Interval DP transitions typically examine smaller ranges within the current range. The two main patterns are element removal and interval splitting.

Element removal shrinks the range from one end. In the coin game, picking the left coin reduces [l, r] to [l+1, r]. Picking the right coin reduces it to [l, r-1].

Interval splitting divides the range at some point m. For matrix chain multiplication, dp[l][r] tries all split points: dp[l][m] + dp[m+1][r] + cost(l, m, r). This requires iterating over all possible m values, adding an O(n) factor to each state.

Top-Down: The Natural Choice for Interval DP

Interval DP is one case where top-down is often easier than bottom-up. The reason: you don't need to figure out the processing order.

With bottom-up, you must ensure smaller intervals are computed before larger ones. This requires the non-obvious "iterate by length" pattern. With top-down, the recursion handles dependencies automatically—when solve(l, r) needs solve(l+1, r), it just calls the function, which computes and caches the result.

from functools import lru_cache

def coin_game(coins):
    @lru_cache(maxsize=None)
    def solve(l, r):
        if l == r:
            return coins[l]  # Base case: take the only coin
        pick_left = coins[l] - solve(l + 1, r)
        pick_right = coins[r] - solve(l, r - 1)
        return max(pick_left, pick_right)

    return solve(0, len(coins) - 1)

The code reads exactly like the recurrence. No index manipulation, no worrying about which intervals to compute first.

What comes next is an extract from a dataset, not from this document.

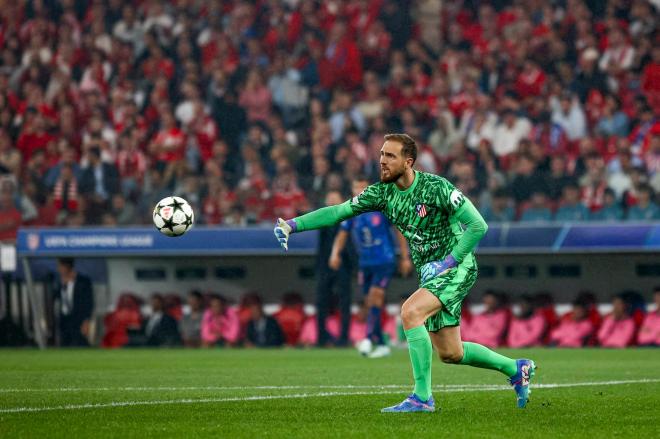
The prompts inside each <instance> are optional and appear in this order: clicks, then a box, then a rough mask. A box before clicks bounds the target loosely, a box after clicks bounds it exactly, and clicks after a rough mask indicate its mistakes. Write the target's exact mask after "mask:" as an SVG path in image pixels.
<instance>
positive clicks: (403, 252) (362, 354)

Bottom-Up: Processing by Interval Length

If you prefer bottom-up or need to avoid recursion, you need to understand the state space and fill order.

The Two-Dimensional State Space

Unlike prefix-based DP where dp[i] considers elements 0..i, interval DP uses dp[l][r] to represent any contiguous range. For a sequence of length n, there are O(n^2) possible intervals, though only ranges where l <= r are valid (the upper triangle of the table).

Fill Order: By Increasing Length

Since larger intervals depend on smaller ones, process intervals in order of increasing length. Start with length 1 (base cases), then length 2, then length 3, up to length n. Within each length, iterate over all valid starting positions.

def coin_game(coins):
    n = len(coins)
    dp = [[0] * n for _ in range(n)]

    # Base case: single coins (length 1)
    for i in range(n):
        dp[i][i] = coins[i]

    # Fill by increasing length
    for length in range(2, n + 1):
        for l in range(n - length + 1):
            r = l + length - 1
            pick_left = coins[l] - dp[l + 1][r]
            pick_right = coins[r] - dp[l][r - 1]
            dp[l][r] = max(pick_left, pick_right)

    return dp[0][n - 1]

This guarantees that when computing dp[l][r], all smaller intervals like dp[l+1][r] and dp[l][r-1] are already computed.

Time and Space Complexity

Interval DP uses O(n^2) space for the 2D table. Time complexity depends on the transition. Element removal (constant work per state) yields O(n^2) total. Interval splitting (trying all split points) yields O(n^3) total.